We do have some pretty great designers/UX focused professionals in the Linux community, and they are very active going out of their way to help smaller projects improve. One person that comes to mind that actually helped me a lot with my apps is Tobias Bernard, he’s been great helping with design tips and iconography.
But of course the issue is kind of different.
There’s a difference between an indie open source app and a professionally developed one.
If you develop an app for your job, it doesn’t really matter too much to you what the client wants it to look like or behave. You are happily focusing on the low level stuff as every programmer (rightfully, we are mathematicians after all) likes to do and let the designers do the dirty work, implementing what they’ve drawn as close as you can.
If you create an app by yourself (be it open source or not, the license doesn’t really matter here) you’re probably trying to scratch your own itch in the first place. This means you’re developing this app for yourself first, and maybe sharing it with the community in hope that it can be useful to other people.
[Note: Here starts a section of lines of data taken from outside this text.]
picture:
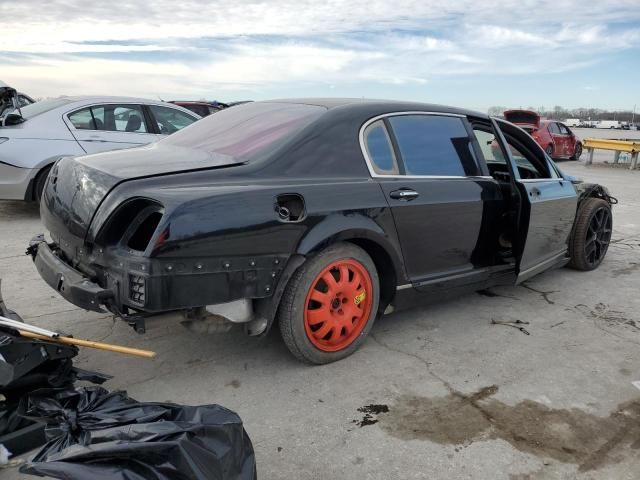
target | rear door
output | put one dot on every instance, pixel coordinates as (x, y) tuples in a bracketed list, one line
[(425, 165), (547, 204), (103, 127)]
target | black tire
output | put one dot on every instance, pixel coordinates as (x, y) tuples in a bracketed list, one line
[(591, 234), (40, 182), (291, 312), (577, 152)]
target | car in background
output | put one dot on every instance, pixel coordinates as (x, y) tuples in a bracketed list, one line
[(556, 139), (202, 108), (44, 132), (317, 214)]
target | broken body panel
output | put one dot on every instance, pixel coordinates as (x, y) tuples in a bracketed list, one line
[(182, 225)]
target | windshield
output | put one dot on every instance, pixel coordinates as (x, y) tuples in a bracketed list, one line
[(37, 108), (247, 130)]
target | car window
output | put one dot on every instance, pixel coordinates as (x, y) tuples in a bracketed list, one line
[(82, 119), (118, 118), (434, 145), (379, 149), (170, 120), (529, 166), (24, 101)]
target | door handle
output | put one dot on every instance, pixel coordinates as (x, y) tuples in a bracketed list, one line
[(404, 194)]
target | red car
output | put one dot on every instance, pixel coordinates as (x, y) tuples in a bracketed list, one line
[(554, 137)]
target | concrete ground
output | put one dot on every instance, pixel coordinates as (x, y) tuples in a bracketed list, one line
[(465, 399)]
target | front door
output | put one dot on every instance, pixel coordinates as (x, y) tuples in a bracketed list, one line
[(548, 205), (430, 177)]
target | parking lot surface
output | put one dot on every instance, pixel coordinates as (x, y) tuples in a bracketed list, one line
[(436, 392)]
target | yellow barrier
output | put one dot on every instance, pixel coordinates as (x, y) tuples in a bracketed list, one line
[(617, 146)]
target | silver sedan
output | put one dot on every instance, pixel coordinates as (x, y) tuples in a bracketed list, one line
[(70, 126)]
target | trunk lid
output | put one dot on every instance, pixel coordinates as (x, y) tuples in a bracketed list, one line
[(77, 185), (523, 118)]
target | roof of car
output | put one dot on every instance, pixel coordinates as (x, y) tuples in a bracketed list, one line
[(388, 105)]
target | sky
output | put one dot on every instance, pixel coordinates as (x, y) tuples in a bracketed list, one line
[(466, 53)]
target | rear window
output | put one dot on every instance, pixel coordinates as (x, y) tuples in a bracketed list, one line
[(37, 108), (247, 130)]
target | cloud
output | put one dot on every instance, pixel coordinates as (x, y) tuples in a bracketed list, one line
[(195, 47)]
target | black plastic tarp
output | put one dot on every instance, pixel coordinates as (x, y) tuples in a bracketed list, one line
[(94, 434)]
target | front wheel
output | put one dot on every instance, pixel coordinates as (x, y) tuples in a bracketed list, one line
[(591, 234), (330, 304)]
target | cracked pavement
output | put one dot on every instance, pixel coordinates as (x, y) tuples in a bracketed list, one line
[(582, 355)]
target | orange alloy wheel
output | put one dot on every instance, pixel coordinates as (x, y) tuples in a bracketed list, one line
[(338, 305)]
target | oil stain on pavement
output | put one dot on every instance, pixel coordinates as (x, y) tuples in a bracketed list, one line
[(567, 435)]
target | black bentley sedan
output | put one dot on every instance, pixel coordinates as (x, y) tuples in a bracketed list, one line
[(318, 214)]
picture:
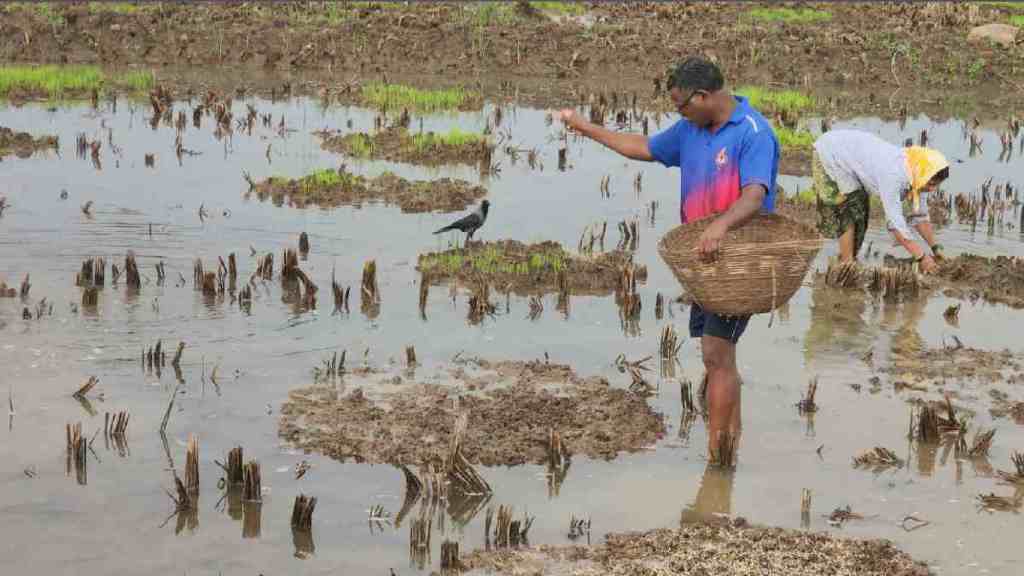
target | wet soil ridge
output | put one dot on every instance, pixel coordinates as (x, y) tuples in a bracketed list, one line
[(512, 407), (529, 269), (23, 145), (551, 56), (998, 280), (399, 145), (333, 188), (913, 363), (707, 548)]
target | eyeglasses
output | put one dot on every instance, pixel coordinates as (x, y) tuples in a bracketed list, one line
[(687, 101)]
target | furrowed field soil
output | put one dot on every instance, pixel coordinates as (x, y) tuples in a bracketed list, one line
[(867, 55)]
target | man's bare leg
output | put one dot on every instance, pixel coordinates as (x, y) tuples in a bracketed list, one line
[(723, 392)]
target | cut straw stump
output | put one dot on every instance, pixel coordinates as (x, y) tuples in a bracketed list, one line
[(461, 474), (340, 295), (805, 507), (235, 468), (670, 343), (77, 457), (251, 490), (450, 556), (371, 295), (509, 532), (192, 468), (132, 279), (91, 275), (1015, 478), (806, 404), (878, 458), (302, 512)]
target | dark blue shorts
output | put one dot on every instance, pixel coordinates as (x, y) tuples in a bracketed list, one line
[(710, 324)]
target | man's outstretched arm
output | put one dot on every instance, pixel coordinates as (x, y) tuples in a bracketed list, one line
[(630, 146)]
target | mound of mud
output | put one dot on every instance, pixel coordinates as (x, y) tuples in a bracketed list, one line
[(23, 145), (512, 407), (998, 280), (329, 189), (528, 269), (707, 548), (954, 363), (398, 145)]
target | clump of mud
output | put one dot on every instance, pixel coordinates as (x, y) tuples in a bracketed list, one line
[(529, 269), (328, 189), (707, 548), (398, 145), (998, 280), (1003, 407), (512, 408), (23, 145), (913, 363)]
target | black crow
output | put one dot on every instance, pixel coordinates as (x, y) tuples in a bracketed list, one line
[(469, 223)]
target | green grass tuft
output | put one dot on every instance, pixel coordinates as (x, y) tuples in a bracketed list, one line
[(790, 15), (794, 139), (776, 100), (54, 81), (397, 96), (116, 7), (493, 260), (57, 82), (454, 138)]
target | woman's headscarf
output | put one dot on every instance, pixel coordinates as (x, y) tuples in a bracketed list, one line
[(924, 163)]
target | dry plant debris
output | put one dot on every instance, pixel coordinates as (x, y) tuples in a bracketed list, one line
[(511, 407)]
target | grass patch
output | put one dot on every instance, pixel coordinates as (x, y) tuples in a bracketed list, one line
[(1015, 6), (44, 10), (790, 138), (59, 81), (115, 7), (397, 96), (777, 100), (454, 138), (493, 259), (360, 146), (135, 80), (54, 81), (790, 15)]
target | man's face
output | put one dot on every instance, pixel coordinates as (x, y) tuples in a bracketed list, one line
[(690, 105)]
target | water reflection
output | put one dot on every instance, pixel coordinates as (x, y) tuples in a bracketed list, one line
[(838, 329), (714, 498)]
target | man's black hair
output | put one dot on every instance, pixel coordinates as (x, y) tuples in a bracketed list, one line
[(696, 73)]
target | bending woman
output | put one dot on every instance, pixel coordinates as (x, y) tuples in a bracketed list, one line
[(849, 165)]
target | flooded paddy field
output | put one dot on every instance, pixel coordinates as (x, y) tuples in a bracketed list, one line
[(171, 193)]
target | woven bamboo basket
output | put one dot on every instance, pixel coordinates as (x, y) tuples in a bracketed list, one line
[(760, 265)]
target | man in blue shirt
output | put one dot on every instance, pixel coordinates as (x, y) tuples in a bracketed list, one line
[(728, 159)]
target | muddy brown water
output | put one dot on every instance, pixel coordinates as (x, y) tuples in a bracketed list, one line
[(113, 524)]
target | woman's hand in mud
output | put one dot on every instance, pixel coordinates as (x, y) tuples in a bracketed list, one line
[(928, 264), (570, 118)]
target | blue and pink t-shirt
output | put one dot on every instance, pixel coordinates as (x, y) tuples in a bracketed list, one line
[(716, 166)]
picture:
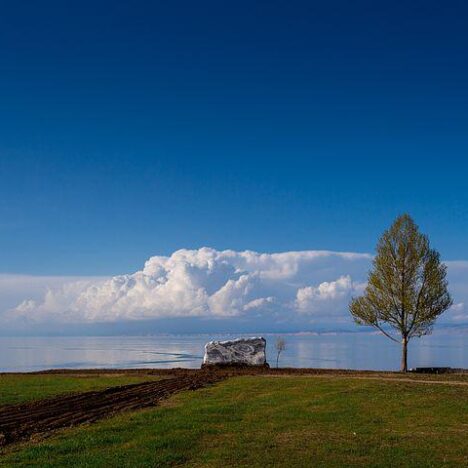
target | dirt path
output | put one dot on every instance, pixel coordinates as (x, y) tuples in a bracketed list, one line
[(20, 422)]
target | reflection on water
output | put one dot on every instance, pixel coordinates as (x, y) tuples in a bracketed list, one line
[(352, 350)]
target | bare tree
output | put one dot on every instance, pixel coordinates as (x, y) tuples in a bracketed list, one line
[(280, 346), (407, 287)]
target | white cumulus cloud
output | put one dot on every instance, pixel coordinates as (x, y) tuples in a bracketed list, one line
[(306, 287)]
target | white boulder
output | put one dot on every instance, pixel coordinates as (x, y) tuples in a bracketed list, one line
[(243, 351)]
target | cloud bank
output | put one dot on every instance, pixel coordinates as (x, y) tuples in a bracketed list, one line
[(307, 288)]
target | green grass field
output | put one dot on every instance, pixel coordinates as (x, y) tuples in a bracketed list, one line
[(19, 388), (271, 421)]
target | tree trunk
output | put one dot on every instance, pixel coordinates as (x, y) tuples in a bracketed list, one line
[(404, 355)]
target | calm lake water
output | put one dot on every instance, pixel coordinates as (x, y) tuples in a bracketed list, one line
[(353, 351)]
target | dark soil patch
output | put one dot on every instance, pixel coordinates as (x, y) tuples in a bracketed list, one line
[(21, 422)]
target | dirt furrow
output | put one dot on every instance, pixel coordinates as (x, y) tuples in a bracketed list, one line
[(20, 422)]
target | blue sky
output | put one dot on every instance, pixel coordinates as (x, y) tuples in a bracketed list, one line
[(134, 130), (130, 130)]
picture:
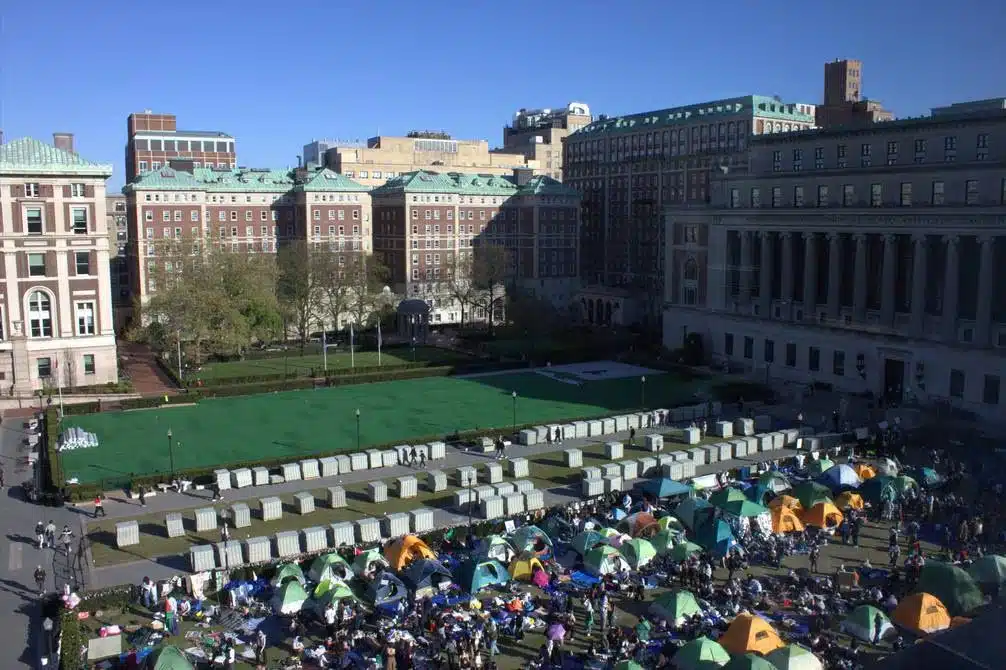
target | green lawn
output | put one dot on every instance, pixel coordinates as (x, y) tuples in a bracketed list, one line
[(276, 362), (230, 431)]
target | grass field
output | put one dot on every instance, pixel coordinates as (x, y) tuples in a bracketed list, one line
[(275, 362), (229, 431)]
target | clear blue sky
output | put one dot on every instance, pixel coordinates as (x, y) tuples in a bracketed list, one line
[(278, 74)]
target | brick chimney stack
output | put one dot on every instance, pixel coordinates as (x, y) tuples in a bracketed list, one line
[(63, 141)]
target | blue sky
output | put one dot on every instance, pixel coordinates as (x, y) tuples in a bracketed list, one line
[(279, 74)]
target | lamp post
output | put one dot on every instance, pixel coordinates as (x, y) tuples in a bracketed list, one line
[(171, 454)]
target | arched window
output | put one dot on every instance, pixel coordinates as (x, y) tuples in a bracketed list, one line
[(691, 270), (39, 315)]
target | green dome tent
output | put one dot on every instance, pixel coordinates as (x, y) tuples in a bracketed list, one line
[(675, 607), (700, 654), (167, 658), (473, 576), (955, 588)]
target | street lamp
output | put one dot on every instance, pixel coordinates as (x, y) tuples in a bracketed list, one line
[(171, 454), (357, 429)]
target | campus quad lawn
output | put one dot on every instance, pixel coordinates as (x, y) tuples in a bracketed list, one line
[(230, 431), (275, 362)]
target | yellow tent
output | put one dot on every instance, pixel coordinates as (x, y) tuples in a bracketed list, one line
[(785, 520), (921, 613), (849, 499), (405, 549), (522, 567), (749, 633)]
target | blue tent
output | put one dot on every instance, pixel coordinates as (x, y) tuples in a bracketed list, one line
[(715, 537), (665, 488)]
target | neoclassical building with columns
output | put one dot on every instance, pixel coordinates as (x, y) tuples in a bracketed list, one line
[(869, 259)]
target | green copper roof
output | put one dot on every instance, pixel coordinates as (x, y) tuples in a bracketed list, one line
[(327, 180), (29, 155), (745, 107)]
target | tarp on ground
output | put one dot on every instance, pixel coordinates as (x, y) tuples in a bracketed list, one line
[(952, 584), (675, 607), (921, 614), (167, 657), (290, 598), (405, 549), (750, 633), (474, 575), (330, 566), (385, 589)]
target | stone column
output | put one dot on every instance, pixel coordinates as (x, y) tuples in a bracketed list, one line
[(859, 287), (765, 278), (986, 280), (810, 276), (889, 278), (918, 286), (834, 275), (745, 268), (948, 318)]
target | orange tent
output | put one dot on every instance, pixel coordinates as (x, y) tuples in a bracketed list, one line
[(748, 633), (785, 520), (849, 499), (921, 614), (864, 471), (405, 549), (786, 501), (822, 515)]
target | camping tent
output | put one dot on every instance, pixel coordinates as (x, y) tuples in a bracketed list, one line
[(689, 509), (840, 477), (495, 547), (860, 624), (811, 493), (716, 537), (523, 566), (849, 500), (700, 654), (167, 658), (368, 561), (795, 657), (404, 550), (823, 515), (665, 488), (330, 566), (385, 589), (921, 614), (473, 576), (675, 607), (785, 520), (290, 598), (531, 538), (989, 572), (955, 588), (638, 551), (286, 572), (605, 559), (750, 633), (640, 524)]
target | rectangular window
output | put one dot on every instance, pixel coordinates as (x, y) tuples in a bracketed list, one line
[(990, 392), (957, 382), (34, 220), (81, 262), (86, 318), (814, 359), (36, 265)]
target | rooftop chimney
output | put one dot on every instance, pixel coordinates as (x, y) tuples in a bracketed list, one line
[(63, 141)]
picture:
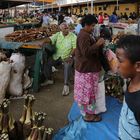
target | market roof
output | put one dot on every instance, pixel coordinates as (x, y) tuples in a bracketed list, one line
[(11, 3)]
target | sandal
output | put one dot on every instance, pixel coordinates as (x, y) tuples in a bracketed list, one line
[(96, 118)]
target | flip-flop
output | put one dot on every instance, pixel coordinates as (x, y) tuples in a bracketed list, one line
[(96, 119)]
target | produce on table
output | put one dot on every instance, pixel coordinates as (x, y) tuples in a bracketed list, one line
[(32, 34)]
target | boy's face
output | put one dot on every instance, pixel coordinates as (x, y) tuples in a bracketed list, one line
[(125, 68)]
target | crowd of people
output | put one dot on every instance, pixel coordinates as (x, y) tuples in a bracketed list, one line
[(81, 51)]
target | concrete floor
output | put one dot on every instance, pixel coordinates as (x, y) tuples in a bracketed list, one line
[(50, 101)]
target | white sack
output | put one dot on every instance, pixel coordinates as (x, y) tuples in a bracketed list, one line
[(18, 66), (5, 68), (100, 99), (2, 56)]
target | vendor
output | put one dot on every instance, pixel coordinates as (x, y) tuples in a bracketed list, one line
[(65, 43)]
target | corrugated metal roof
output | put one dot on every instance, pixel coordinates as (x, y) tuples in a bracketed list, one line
[(11, 3)]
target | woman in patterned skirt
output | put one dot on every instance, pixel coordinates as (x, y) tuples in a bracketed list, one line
[(87, 67)]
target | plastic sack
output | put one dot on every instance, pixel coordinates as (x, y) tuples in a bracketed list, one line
[(18, 66), (5, 68)]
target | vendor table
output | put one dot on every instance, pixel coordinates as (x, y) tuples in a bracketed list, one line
[(35, 47), (6, 29), (26, 26)]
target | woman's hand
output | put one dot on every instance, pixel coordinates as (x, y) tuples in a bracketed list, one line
[(100, 42)]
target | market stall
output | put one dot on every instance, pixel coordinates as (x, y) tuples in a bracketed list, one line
[(30, 42)]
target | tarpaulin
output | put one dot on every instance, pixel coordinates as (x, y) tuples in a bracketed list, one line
[(77, 129)]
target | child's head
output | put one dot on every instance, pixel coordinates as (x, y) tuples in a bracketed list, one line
[(128, 54)]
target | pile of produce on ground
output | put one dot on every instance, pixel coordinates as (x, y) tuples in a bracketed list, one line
[(32, 34), (29, 127)]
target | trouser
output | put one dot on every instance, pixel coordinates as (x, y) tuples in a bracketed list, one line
[(48, 69)]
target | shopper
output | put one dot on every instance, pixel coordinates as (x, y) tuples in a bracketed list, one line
[(106, 19), (79, 26), (129, 67), (113, 18), (87, 68), (100, 18), (46, 20), (65, 43)]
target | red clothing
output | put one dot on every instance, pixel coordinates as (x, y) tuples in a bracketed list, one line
[(100, 19)]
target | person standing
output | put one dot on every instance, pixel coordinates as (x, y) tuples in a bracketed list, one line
[(100, 18), (45, 20), (65, 44), (87, 68), (138, 28), (128, 51)]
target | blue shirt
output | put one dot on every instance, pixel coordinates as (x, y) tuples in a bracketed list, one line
[(78, 28), (113, 19)]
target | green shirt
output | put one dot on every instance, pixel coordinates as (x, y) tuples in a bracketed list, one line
[(64, 44)]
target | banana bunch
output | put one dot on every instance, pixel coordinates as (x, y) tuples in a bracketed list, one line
[(4, 136), (39, 132), (26, 121), (48, 133), (7, 122)]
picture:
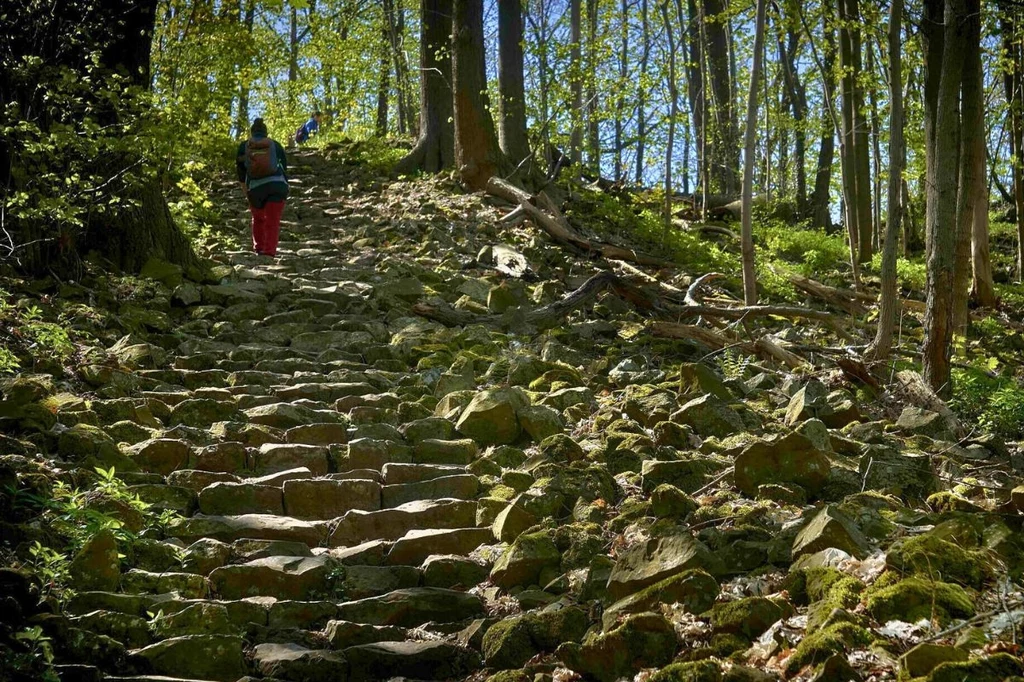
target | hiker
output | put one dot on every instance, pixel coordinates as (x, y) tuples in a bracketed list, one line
[(310, 127), (262, 170)]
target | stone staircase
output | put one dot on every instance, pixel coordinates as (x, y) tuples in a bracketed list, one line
[(315, 540)]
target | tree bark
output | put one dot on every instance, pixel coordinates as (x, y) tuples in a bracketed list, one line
[(889, 304), (512, 110), (435, 148), (941, 210), (576, 81), (821, 196), (972, 158), (725, 146), (642, 92), (751, 137), (477, 155)]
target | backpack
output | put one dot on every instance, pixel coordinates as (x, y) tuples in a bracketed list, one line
[(261, 159)]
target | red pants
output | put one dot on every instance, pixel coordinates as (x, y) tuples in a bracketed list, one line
[(266, 227)]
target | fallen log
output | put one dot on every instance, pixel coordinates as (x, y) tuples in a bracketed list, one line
[(763, 347), (545, 316), (558, 228)]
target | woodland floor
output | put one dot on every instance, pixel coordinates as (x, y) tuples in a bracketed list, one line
[(287, 472)]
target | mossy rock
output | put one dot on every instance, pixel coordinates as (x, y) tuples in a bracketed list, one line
[(915, 598), (930, 556), (694, 589), (695, 671), (748, 617), (819, 646), (992, 669)]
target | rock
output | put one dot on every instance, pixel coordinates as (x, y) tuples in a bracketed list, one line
[(198, 656), (424, 661), (694, 589), (330, 499), (522, 563), (830, 527), (915, 598), (748, 617), (920, 661), (413, 606), (669, 502), (513, 641), (453, 571), (792, 459), (918, 421), (540, 421), (512, 521), (96, 565), (279, 577), (491, 418), (297, 664), (644, 640), (709, 416), (656, 560)]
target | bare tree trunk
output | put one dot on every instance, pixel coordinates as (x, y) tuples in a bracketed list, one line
[(673, 113), (941, 211), (972, 158), (1012, 83), (747, 233), (876, 157), (642, 92), (477, 154), (512, 110), (889, 303), (435, 147), (821, 196), (576, 80), (593, 129), (797, 94), (624, 54), (725, 147)]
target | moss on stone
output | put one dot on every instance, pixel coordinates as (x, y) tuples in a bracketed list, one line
[(817, 646), (696, 671), (933, 557), (915, 598)]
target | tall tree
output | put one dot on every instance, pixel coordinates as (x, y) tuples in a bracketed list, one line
[(889, 303), (855, 146), (941, 207), (750, 143), (476, 151), (435, 147), (512, 107)]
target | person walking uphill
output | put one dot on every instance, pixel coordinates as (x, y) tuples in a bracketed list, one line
[(262, 169)]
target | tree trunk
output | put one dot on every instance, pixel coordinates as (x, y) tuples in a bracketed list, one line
[(972, 140), (750, 141), (624, 53), (593, 128), (797, 95), (435, 147), (725, 147), (642, 92), (673, 112), (576, 81), (512, 114), (1012, 83), (855, 143), (695, 86), (477, 155), (941, 210), (889, 303)]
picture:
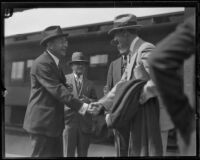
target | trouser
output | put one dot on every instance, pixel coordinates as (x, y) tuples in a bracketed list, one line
[(122, 141), (74, 138), (164, 136), (44, 146)]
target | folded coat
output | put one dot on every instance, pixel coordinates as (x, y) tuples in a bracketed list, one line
[(145, 137)]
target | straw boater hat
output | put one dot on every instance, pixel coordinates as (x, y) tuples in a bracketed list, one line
[(78, 57), (125, 21), (50, 33)]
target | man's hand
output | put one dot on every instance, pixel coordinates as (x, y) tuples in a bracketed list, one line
[(85, 99), (69, 87), (95, 108)]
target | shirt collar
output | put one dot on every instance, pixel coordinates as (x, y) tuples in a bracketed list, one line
[(78, 78), (54, 57), (133, 43)]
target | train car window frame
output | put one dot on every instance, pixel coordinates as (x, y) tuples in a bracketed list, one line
[(17, 71)]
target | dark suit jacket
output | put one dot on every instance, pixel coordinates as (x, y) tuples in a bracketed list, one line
[(114, 73), (45, 111), (71, 116), (168, 57)]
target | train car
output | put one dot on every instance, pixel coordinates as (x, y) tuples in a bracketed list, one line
[(92, 40)]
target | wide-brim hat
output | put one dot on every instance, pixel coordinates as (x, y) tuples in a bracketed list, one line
[(52, 32), (125, 21), (78, 57)]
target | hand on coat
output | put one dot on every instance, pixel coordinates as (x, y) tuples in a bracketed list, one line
[(69, 87), (85, 99)]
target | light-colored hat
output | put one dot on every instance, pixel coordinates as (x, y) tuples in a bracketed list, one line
[(50, 33), (78, 57), (125, 21)]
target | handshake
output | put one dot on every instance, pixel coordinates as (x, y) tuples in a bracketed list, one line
[(95, 108)]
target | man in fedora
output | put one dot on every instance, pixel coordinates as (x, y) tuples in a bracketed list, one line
[(44, 118), (78, 128), (137, 52)]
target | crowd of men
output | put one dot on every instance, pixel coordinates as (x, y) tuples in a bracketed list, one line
[(143, 98)]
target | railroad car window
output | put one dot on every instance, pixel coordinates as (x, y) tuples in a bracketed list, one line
[(98, 67), (17, 72), (98, 60)]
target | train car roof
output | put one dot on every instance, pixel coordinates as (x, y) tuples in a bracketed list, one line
[(97, 28)]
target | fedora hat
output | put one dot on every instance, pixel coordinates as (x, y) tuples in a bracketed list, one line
[(125, 21), (78, 57), (50, 33)]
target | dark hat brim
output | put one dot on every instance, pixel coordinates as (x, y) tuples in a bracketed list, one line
[(113, 30), (78, 61), (46, 39)]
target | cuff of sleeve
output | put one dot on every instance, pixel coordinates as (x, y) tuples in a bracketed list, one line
[(83, 109), (147, 93), (108, 120)]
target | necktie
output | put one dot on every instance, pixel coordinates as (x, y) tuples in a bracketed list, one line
[(61, 72), (124, 64), (78, 84)]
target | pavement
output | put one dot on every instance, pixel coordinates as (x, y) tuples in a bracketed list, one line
[(19, 145)]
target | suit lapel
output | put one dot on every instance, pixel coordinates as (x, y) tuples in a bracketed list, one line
[(75, 91), (118, 69), (134, 57), (83, 86), (57, 71)]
In my experience developers (including myself!) don’t like other people telling them they’re doing something wrong, particularly if it’s something subjective that can’t be mathematically proven wrong, very much like design. We don’t typically seek outside help for design, as we created the initial UX to better suit ourselves. If a designer wants to contribute and say that we need to change this or that, the message that comes through is you’re doing this wrong! There’s some sort of proud in developers for their personal projects, and when they’re told to change something it’s as if they’re being told they don’t know how to raise their children or something, which is understandable but also kind of hilarious!
It took me a while to understand that nobody really wants to criticize me just for the sake of it, and that if someone took the effort to write an issue or send me a message to change something in the UX of my app, they’re just doing it because they love the project and want to see it improving.
This said, it’s not always an easy task to work with a designer for your personal project. Programmers are power users, and their workflow, while more efficient than most normal users, is typically also a little more convoluted. Making the app more intuitive or user friendly, if not done right, can hurt usability for the very people that developed the app in the first place. For example, heavy usage of keyboard shortcuts and vim-like keybindings does make your life easier, but hurts general usability if you’re not familiar with them.
To summarize, we need developers to understand that accepting outside criticisms is fine, and that if they want “normies” to use their app and help the wider Linux and free software ecosystem move forward, they need to put the effort into it, and not only by optimizing the low level stuff.